What is device pixel ratio and why does it matter?

Device pixel ratio describes how many hardware pixels map to one CSS pixel. It matters because high-density displays need larger source images to stay crisp, and it explains why hardware resolution and CSS resolution can be very different on the same device.

Why is my CSS resolution different from my physical resolution?

On HiDPI displays the operating system scales the interface so text and controls stay comfortably sized. That means the browser works in CSS pixels while the hardware uses multiple physical pixels to render each logical pixel.

What is viewport size and how is it different from screen resolution?

Screen resolution describes the whole display, while viewport size describes the visible browser content area. Viewport size changes whenever the browser window changes, so it is the value responsive CSS actually cares about.

How do I check my screen resolution on Windows?

You can check it in Windows display settings, but this tool also reports DPR, viewport size, touch support, orientation, color depth, and a measured refresh-rate estimate in one place.

How do I check my screen resolution on Mac?

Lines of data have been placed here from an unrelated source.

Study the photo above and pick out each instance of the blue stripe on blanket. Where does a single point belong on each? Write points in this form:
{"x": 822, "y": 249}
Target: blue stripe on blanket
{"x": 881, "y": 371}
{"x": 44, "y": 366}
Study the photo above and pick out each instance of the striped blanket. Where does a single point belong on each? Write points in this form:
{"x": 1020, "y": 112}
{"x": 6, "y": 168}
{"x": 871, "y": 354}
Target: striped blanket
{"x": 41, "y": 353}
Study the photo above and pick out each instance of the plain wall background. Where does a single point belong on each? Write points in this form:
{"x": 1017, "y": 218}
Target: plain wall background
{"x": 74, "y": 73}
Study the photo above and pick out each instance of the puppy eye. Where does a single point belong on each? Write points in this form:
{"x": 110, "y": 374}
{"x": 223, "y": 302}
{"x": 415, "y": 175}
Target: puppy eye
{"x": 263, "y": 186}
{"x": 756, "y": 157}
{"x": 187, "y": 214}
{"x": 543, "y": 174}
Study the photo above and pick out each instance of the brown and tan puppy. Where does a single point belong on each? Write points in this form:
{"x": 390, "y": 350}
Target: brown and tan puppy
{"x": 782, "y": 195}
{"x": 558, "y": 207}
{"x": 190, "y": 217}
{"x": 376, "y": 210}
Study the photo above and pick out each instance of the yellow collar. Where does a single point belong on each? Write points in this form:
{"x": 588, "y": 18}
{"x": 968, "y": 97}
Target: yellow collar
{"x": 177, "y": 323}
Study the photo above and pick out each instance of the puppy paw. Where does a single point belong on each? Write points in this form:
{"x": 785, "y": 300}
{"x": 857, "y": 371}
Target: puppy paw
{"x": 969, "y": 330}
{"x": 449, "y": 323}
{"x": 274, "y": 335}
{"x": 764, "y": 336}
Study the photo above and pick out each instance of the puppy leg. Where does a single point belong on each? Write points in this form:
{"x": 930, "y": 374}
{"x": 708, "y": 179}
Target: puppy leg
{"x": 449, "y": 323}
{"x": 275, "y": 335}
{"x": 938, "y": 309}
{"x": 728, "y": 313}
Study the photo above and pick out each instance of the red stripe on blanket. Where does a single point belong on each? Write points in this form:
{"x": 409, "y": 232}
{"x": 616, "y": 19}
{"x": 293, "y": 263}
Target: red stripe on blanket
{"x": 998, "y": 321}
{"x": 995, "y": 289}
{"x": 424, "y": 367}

macOS System Settings usually shows the scaled resolution rather than the full hardware pixel count. This page helps by showing both the inferred physical pixel dimensions and the CSS dimensions the browser uses.

What screen resolution should I design for?

There is no single perfect target, but common desktop widths like 1920 x 1080, 1366 x 768, and 1536 x 864 still matter, while mobile traffic remains dominant below roughly 430 CSS pixels wide. Design mobile-first, then test across laptop and desktop breakpoints.

Why does my browser report a different resolution than my monitor specification sheet?

Differences usually come from DPR scaling, OS scaling, browser zoom, or the fact that browsers expose logical dimensions rather than raw panel data. This tool separates physical, CSS, and viewport layers so you can see where that difference comes from.